Last updated on Ottobre 13th, 2022 at 02:41 am
Visto dal satellite, il Messico è un lembo di terra che separa due oceani, il Pacifico e l’Atlantico, appena al di là del Golfo. Sta lì, compreso fra vasti territori che paiono due continenti e invece sono uno, l’America: gli Stati Uniti e l’America Centrale e Meridionale. È formato da 32 entità federali distinte, territoriali e amministrative, cioè 31 Stati più la capitale, Città del Messico, megalopoli tentacolare da 9 milioni di abitanti (forse 25 milioni la città metropolitana).
Solo a Città del Messico (dal 2007) e nello Stato di Oaxaca (dal 2019) l’aborto è legale, sino alla dodicesima settimana di gravidanza. Altrove nel Paese non lo è, con l’eccezione dei casi di pericolo per la vita della gestante o quando la gravidanza è il risultato di uno stupro, dopo aver presentato denuncia.
La legislazione varia a seconda dello Stato in cui ci si trova ma in generale è piuttosto severa, non solo per chi l’aborto lo procura ma anche nei confronti delle donne stesse che vi ricorrono. A questo stato di cose si oppone da tempo il CEDAW (acronimo di Convention on the Elimination of All Forms of Discrimination Against Women), un trattato internazionale adottato nel 1979 dall’Assemblea generale delle Nazioni Unite, istituito il 3 settembre 1981 e ratificato da 189 Paesi fra cui, appunto, il Messico.
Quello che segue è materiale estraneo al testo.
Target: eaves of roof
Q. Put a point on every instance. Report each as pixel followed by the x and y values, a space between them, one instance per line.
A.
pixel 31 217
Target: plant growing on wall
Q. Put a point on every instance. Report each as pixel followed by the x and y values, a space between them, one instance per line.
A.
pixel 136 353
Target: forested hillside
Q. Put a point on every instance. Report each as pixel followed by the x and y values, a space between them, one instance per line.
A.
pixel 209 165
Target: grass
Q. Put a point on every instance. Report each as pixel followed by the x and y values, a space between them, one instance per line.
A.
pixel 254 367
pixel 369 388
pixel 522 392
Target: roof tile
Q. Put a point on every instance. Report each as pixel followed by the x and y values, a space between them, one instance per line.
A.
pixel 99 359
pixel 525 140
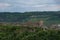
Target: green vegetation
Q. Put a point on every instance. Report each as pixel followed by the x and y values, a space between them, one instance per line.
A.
pixel 12 32
pixel 27 33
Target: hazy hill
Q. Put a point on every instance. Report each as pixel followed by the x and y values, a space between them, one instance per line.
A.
pixel 48 17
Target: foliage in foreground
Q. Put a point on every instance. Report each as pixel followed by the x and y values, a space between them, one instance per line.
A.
pixel 27 33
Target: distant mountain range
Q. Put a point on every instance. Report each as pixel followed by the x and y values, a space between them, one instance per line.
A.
pixel 30 16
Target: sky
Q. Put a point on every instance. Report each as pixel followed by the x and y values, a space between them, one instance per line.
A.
pixel 29 5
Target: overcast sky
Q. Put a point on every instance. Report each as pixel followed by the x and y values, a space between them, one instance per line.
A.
pixel 29 5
Vi si oppone pure il presidente messicano, Andrés Manuel López Obrador, leader del Morena, Movimiento Regeneración Nacional, di matrice marxista populista, partito di maggioranza assoluta del Paese, che all’indomani dell’approvazione dell’aborto nella vicina Argentina ha dichiarato con leggerezza che dovrebbero essere le donne a decidere se rendere l’aborto legale oppure no negli Stati messicani che ancora non hanno compiuto questo che pare considerare un passo in avanti di “civiltà”.
Ad appoggiare il presidente si schiera l’Instituto nacional de las Mujeres, ufficio del governo federale preposto in teoria alla promozione dello sviluppo e dell’empowerment femminile, portavoce in realtà di istanze fieramente abortiste, che sul profilo Inmujeres México alla fine di dicembre twittava cinguettante il proprio sostegno all’Argentina del presidente Alberto Ángel Fernández.
Qualcuna invece giustamente non ci sta e, invece di fare da cassa di risonanza a chi promuove la cultura della morte, denuncia come terrorismo l’occupazione del palazzo governativo dello Stato messicano del Quintana Roo, che si protrae dalla fine di novembre del 2020, dopo un paio di giorni di sit-in davanti all’edificio.
Brenda del Río, fondatrice e attuale direttrice di National Campaign for Life – Long Live Mexico, definisce infatti «green terrorism» quello che un gruppo di manifestanti ha messo in atto occupando il palazzo, a suo avviso con l’appoggio implicito ed esplicito di parte della politica messicana, in particolare di Ana Pamplona e José Luis Guillén, deputati del Movimiento Auténtico Social (MAS), che con altri hanno dato il via al tentativo di depenalizzazione dell’aborto nello Stato del Quintana Roo.
Terrorismo green, verde, come il colore che i movimenti abortisti dell’America latina, spesso tutt’altro che pacifici e portatori di “speranza”, hanno scelto per tingere visi e bandiere, appoggiati da agenzie governative come per esempio la Comisión Nacional de los Derechos Humanos (CNDH), che twitta a propria volta con entusiasmo e ciancia di aborto «seguro y gratuito a las mujeres que lo consideren necesario»: sicuro per chi? Necessario, per chi? Non per i nascituri, certamente.
Un sondaggio realizzato a livello nazionale e pubblicato nel settembre 2019 dal quotidiano El Financiero aveva evidenziato come il presunto diritto all’aborto avesse il sostegno della maggioranza della popolazione solo a Città del Messico e nello stato della Baja California: altrove nel Paese, il 63% delle 15mila persone intervistate si dichiarava contrario al diritto all’aborto contro 32% a favore.
Tre giorni fa, il medesimo organo di stampa ha dato notizia del fatto che il governo dello Stato del Quintana Roo, nonostante le proteste della Marea Verde di cui si è parlato e che da novembre ostacolano i normali lavori dei rappresentanti dei cittadini, non ha ceduto alle minacce e non ha approvato la depenalizzazione dell’aborto.
C’è del coraggio, fra i due oceani, e questa volta, sì, «¡Que viva Mexico!».